Determining an Equation of a Tangent Line Prompt \#3; Consider the function \( f(x)=-3 x^{2}+6 x+4 \). Use whichever method you prefer from the previous two slides to determine the slope-intercept form of the equation of the tangent line to the graph of \( y=f(x) \) at \( x=2 \). Question \#3(a): What is the value of \( x_{0} \) ? Question \#3(b): What is the slope-intercept form of the equation of the tangent line? \( y= \)

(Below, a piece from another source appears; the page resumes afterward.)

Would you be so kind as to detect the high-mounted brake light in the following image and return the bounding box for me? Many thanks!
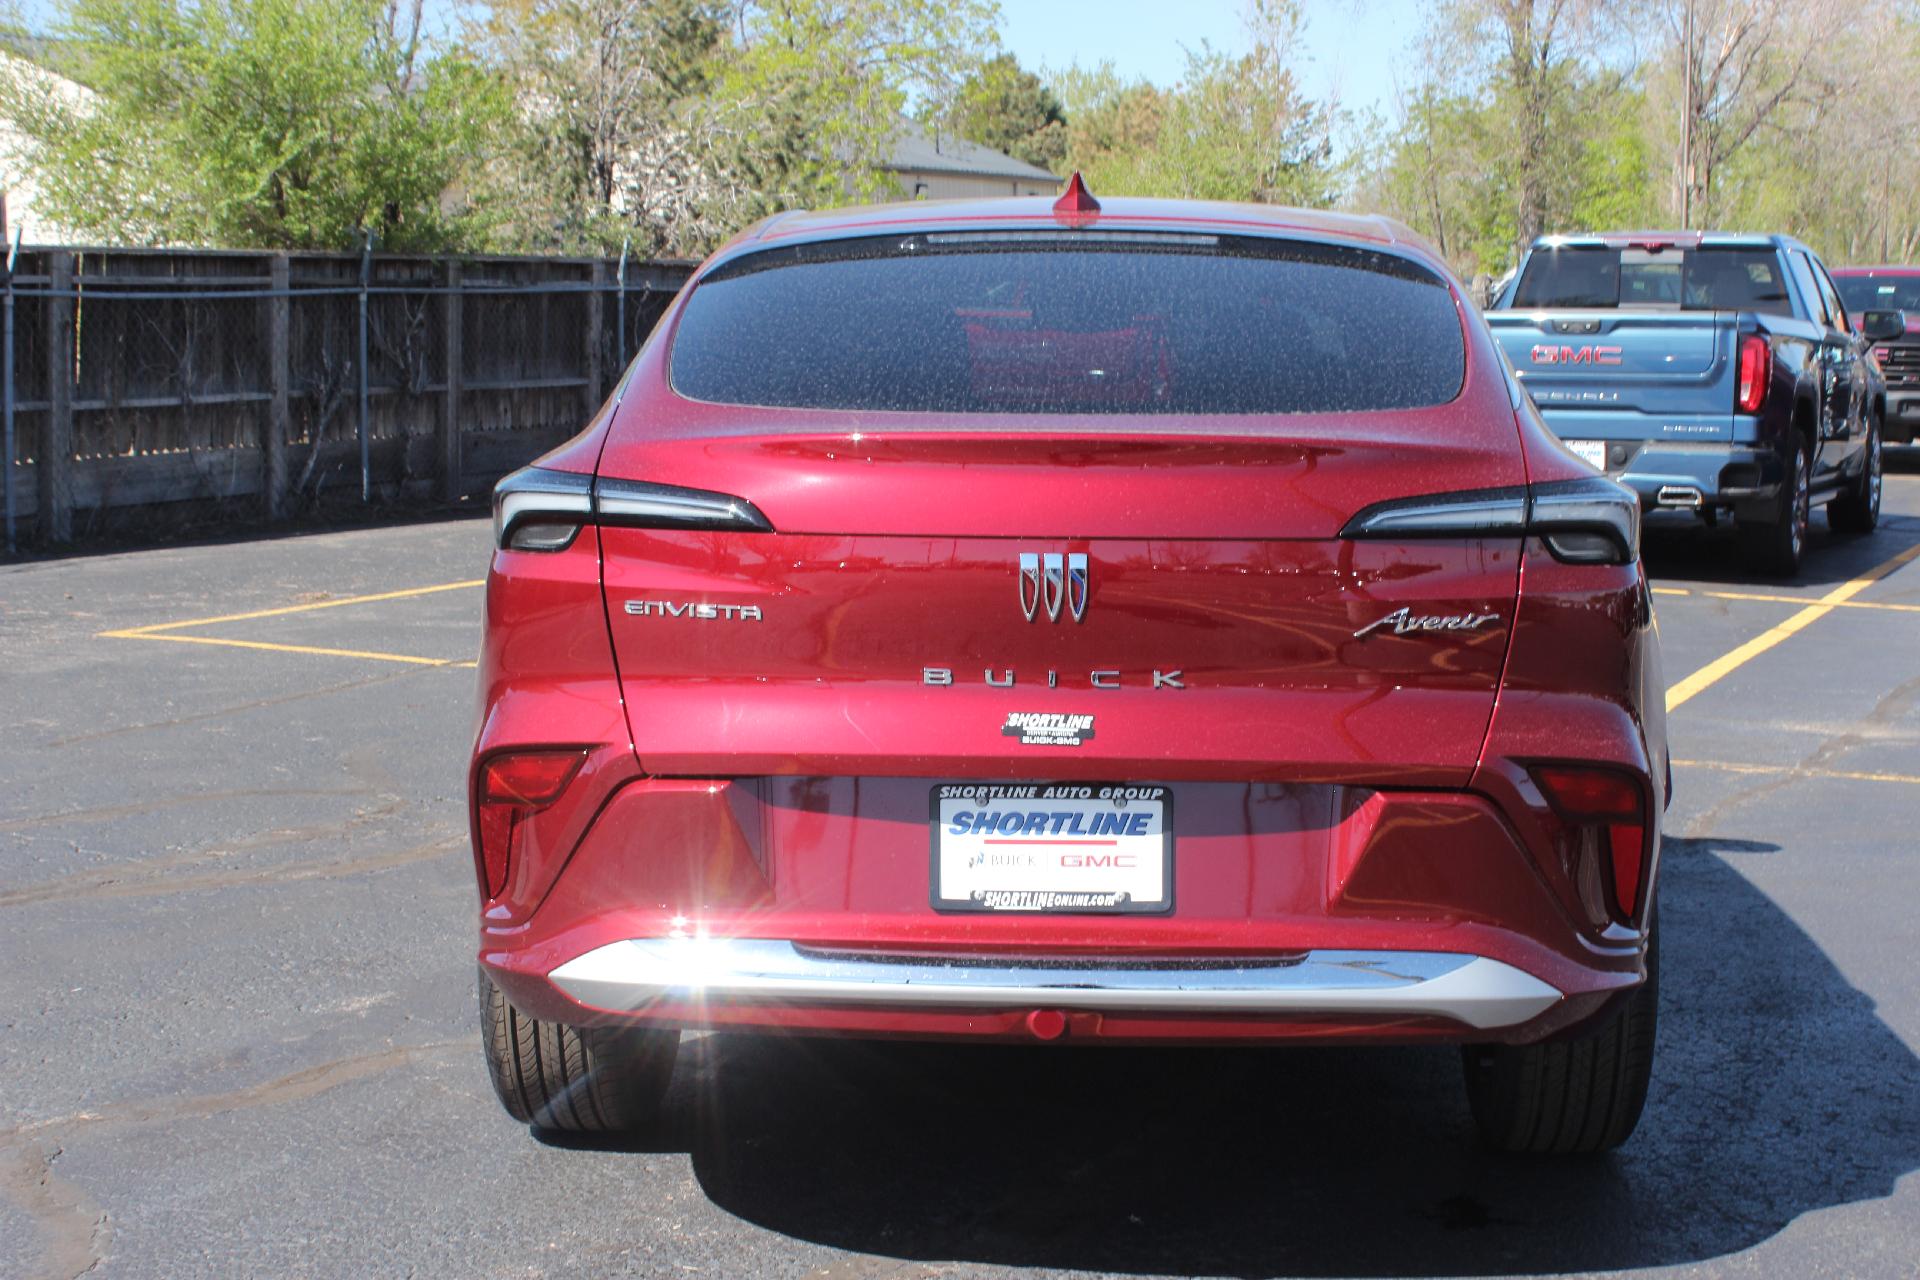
[1736,333,1769,414]
[492,466,772,551]
[474,749,587,899]
[1532,765,1649,923]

To find the equation of the tangent line to the function \( f(x) = -3x^2 + 6x + 4 \) at \( x = 2 \), we need to follow these steps: ### Question \#3(a): What is the value of \( x_{0} \)? The value of \( x_{0} \) is the point at which we want to find the tangent line. In this case, \( x_{0} = 2 \). ### Question \#3(b): What is the slope-intercept form of the equation of the tangent line? 1. **Find \( f(2) \)**: \[ f(2) = -3(2)^2 + 6(2) + 4 \] \[ = -3(4) + 12 + 4 \] \[ = -12 + 12 + 4 = 4 \] So, the point on the graph at \( x = 2 \) is \( (2, 4) \). 2. **Find the derivative \( f'(x) \)** to determine the slope of the tangent line: \[ f'(x) = \frac{d}{dx}(-3x^2 + 6x + 4) = -6x + 6 \] 3. **Evaluate the derivative at \( x = 2 \)** to find the slope: \[ f'(2) = -6(2) + 6 = -12 + 6 = -6 \] Thus, the slope of the tangent line at \( x = 2 \) is \( -6 \). 4. **Use the point-slope form of the equation of a line**: The point-slope form is given by: \[ y - y_1 = m(x - x_1) \] where \( m \) is the slope and \( (x_1, y_1) \) is the point on the line. Here, \( m = -6 \) and \( (x_1, y_1) = (2, 4) \): \[ y - 4 = -6(x - 2) \] 5. **Simplify to slope-intercept form**: \[ y - 4 = -6x + 12 \] \[ y = -6x + 12 + 4 \] \[ y = -6x + 16 \] Thus, the slope-intercept form of the equation of the tangent line is: \[ \boxed{y = -6x + 16} \]